I nodded vehemently, watching my breath make little puffs in the air. It had gotten much colder, just over the past week. It was December already, and frosty enough to show that the weather knew it. "You'll never believe who the Black Tulip really was."

"Not the Marquise de Something-or-Other?"

"Nope. A Jacobite Pretender."

"I didn't think we still had those in the nineteenth century."

"There's a reason for that," I said, with as much pride as if I had routed the last remaining Stuart all by myself. "The Pink Carnation."

"Was there nothing she didn't get her fingers into?" asked Colin admiringly, if ungrammatically.

"Not much that I can see," I said proudly, sticking my hands into my pockets and wishing I'd remembered to bring gloves. "Of course, I've only covered a fairly small space of her career so far. There's a whole lot that's attributed to her later on, and I'm guessing only about half of it is probable."

"Shouldn't she improve as she goes on?" asked Colin, considering the question seriously. "With increased experience and a larger network of agents, there's no reason she shouldn't have been able to do more."
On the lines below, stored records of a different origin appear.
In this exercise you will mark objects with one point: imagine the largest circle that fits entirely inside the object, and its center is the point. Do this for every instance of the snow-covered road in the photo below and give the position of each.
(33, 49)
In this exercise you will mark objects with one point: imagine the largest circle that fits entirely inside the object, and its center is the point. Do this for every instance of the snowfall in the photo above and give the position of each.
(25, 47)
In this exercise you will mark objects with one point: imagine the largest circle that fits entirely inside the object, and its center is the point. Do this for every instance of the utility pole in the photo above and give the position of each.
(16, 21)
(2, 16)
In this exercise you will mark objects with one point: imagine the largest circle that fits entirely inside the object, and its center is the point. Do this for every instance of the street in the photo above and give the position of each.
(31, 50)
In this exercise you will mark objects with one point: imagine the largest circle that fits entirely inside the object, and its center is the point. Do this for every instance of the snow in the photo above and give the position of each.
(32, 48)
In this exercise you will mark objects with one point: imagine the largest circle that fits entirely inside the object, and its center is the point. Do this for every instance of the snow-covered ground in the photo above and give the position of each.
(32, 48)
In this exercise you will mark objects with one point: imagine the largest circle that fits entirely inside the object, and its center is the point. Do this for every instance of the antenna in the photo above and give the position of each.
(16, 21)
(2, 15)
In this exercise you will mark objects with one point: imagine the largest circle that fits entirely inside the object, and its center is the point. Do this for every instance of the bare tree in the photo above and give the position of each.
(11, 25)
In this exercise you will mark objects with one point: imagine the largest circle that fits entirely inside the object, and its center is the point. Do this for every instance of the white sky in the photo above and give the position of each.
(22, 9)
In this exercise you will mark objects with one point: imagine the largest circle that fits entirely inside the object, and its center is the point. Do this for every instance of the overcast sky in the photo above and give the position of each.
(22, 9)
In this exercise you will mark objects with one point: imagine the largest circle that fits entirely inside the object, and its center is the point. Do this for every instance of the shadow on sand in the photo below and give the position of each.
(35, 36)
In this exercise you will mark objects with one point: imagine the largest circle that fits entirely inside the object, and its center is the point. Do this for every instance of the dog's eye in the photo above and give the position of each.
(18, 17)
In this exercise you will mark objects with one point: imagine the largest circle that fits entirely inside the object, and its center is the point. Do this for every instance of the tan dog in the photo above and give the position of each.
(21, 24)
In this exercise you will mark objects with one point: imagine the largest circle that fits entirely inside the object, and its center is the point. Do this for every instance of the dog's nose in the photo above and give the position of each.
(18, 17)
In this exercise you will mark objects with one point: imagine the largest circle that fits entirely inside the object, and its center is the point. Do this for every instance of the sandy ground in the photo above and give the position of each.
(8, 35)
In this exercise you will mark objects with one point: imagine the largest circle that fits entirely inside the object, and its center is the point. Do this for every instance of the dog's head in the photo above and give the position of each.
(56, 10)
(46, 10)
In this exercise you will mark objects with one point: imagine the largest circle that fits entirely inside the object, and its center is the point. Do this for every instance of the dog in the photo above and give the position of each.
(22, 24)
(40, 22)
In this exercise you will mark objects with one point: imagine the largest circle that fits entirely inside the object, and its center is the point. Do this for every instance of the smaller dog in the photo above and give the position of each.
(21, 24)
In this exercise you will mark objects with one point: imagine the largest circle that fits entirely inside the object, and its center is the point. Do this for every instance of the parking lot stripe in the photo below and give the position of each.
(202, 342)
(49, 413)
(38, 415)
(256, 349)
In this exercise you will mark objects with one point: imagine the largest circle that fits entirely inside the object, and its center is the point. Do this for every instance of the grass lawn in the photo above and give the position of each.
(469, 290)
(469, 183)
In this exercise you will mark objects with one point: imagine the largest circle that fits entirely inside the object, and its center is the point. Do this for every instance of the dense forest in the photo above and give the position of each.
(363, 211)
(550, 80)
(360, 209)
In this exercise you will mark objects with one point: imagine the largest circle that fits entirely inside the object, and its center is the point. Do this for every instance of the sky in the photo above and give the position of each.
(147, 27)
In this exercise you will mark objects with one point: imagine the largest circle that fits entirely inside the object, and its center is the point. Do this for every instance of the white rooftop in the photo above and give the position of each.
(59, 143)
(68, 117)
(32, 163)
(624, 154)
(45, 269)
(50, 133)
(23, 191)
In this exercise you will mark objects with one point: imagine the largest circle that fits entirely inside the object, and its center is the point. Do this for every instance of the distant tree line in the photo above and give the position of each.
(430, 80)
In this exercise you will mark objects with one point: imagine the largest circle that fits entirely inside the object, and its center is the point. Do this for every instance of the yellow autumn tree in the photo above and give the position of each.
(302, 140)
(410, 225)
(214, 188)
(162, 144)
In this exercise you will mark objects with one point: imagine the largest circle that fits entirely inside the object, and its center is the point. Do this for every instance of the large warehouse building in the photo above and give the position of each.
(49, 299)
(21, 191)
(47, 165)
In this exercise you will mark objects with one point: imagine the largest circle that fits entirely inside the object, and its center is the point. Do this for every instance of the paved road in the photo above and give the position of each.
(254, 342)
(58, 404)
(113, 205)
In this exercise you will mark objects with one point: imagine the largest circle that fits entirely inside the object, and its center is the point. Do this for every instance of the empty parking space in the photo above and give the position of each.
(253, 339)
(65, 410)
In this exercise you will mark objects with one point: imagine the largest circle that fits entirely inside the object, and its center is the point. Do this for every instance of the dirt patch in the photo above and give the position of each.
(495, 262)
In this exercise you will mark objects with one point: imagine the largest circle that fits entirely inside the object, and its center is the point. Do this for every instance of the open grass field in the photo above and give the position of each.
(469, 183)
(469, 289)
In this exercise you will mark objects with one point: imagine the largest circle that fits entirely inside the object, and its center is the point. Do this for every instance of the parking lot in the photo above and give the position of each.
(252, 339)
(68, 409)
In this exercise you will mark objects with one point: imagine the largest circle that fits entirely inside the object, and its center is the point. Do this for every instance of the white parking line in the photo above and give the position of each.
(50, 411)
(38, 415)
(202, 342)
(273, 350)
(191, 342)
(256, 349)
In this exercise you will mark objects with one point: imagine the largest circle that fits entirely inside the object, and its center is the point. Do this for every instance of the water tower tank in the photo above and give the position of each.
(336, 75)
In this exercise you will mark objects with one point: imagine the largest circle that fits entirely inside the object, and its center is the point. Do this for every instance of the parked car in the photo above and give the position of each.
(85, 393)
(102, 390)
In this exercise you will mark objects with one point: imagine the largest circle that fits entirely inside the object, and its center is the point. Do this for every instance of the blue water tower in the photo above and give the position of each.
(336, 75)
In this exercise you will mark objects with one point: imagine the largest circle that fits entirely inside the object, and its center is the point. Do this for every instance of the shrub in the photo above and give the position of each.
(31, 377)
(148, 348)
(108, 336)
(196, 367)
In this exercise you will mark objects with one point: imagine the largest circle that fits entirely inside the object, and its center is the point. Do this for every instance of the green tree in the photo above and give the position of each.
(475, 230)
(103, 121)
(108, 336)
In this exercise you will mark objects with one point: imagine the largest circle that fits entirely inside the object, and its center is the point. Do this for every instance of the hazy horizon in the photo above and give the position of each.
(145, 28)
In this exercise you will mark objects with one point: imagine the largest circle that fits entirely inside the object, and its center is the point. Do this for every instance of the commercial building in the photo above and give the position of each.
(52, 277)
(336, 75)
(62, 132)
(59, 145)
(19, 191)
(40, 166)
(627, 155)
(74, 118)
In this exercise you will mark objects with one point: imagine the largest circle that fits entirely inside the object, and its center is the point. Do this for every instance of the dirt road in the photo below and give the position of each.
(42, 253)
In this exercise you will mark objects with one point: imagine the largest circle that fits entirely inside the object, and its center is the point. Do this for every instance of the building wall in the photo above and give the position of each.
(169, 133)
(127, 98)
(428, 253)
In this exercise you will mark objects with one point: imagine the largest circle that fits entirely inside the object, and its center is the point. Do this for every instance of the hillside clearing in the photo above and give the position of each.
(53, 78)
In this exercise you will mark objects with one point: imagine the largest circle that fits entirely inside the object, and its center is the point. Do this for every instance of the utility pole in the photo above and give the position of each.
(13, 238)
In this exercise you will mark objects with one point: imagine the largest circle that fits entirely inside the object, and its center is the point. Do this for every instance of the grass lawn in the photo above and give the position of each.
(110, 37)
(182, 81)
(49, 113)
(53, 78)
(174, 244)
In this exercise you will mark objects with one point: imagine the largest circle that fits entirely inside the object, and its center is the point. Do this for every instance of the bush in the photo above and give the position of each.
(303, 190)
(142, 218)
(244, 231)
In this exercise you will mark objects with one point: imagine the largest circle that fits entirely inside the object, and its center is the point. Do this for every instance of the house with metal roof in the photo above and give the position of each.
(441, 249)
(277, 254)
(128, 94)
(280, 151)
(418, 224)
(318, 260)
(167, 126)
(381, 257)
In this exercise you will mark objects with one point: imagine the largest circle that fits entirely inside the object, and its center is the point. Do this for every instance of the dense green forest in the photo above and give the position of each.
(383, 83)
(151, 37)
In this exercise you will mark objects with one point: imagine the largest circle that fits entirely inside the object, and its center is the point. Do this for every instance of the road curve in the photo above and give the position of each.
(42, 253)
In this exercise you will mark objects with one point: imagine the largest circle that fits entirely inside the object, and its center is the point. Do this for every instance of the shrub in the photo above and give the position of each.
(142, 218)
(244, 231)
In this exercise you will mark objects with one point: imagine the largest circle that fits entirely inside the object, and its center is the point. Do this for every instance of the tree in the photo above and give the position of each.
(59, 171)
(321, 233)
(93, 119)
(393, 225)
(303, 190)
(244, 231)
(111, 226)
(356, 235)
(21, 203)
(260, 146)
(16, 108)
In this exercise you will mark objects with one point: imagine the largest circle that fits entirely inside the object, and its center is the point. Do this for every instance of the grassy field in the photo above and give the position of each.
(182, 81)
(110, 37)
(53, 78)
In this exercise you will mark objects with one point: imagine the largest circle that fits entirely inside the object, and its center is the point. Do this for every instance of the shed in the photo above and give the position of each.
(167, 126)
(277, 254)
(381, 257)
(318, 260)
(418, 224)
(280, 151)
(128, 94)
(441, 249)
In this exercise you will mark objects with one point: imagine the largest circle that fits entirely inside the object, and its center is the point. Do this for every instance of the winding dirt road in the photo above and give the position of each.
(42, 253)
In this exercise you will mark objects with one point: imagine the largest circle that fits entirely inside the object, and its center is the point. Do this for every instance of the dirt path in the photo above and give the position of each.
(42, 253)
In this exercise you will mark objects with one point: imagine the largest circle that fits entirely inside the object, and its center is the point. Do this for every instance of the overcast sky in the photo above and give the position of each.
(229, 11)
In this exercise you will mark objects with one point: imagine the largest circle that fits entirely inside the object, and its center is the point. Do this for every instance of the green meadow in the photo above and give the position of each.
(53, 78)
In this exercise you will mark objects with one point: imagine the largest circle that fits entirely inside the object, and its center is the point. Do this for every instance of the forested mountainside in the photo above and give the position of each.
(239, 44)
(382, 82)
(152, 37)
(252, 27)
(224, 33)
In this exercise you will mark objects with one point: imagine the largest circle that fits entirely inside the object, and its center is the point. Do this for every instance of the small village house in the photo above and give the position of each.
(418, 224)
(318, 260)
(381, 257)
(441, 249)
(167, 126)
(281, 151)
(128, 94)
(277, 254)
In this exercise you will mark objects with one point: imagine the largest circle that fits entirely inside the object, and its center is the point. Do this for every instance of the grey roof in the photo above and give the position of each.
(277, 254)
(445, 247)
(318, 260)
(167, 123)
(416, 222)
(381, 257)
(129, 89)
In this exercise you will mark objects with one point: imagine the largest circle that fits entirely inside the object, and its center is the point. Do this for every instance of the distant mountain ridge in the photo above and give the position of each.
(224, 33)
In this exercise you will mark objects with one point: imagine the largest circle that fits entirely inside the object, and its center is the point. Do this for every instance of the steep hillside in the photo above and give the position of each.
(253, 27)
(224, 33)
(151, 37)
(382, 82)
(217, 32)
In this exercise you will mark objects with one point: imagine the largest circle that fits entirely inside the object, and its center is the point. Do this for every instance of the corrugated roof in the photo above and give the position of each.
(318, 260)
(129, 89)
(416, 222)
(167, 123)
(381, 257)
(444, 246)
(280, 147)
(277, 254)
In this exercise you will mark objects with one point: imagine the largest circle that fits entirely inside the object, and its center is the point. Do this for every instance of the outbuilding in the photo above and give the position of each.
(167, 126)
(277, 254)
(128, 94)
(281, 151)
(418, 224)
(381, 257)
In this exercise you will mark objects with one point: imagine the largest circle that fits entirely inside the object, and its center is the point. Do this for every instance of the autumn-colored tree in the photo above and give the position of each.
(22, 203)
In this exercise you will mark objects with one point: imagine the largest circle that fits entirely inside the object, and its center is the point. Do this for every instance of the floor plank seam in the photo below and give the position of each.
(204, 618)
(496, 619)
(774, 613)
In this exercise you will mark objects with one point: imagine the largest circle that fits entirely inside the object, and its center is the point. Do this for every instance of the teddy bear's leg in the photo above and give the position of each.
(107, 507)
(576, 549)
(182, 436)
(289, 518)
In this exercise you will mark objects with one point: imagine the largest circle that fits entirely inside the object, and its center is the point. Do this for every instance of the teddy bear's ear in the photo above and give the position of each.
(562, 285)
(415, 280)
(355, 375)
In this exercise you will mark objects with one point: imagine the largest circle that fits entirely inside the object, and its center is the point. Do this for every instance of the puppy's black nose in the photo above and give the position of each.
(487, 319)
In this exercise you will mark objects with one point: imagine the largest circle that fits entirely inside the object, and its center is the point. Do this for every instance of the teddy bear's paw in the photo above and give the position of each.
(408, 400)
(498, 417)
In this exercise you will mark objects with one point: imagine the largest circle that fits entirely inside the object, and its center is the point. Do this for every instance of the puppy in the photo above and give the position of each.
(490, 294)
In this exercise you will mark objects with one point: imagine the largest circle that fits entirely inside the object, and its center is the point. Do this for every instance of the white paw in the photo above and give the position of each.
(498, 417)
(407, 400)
I hunched my chin into my turtleneck in an attempt to keep it warm. "Yeah, but could she defy the laws of time and space? It's one thing to be responsible for putting down French plots on either side of the Channel — "

"A lot of Frogs on the other side of the Channel," intoned Colin in Fawlty Towers tones.

I made a face at him. "Fine. She can have France. I'll even grant her Portugal and Spain. But India? And Russia? I just don't buy it."

"Why not? People did move around, even all the way to India and back."

"But the timing never quite works. How could she be in India to deal with a Mahratta rebellion and in France to try to stop Napoleon's coronation all at the same time?"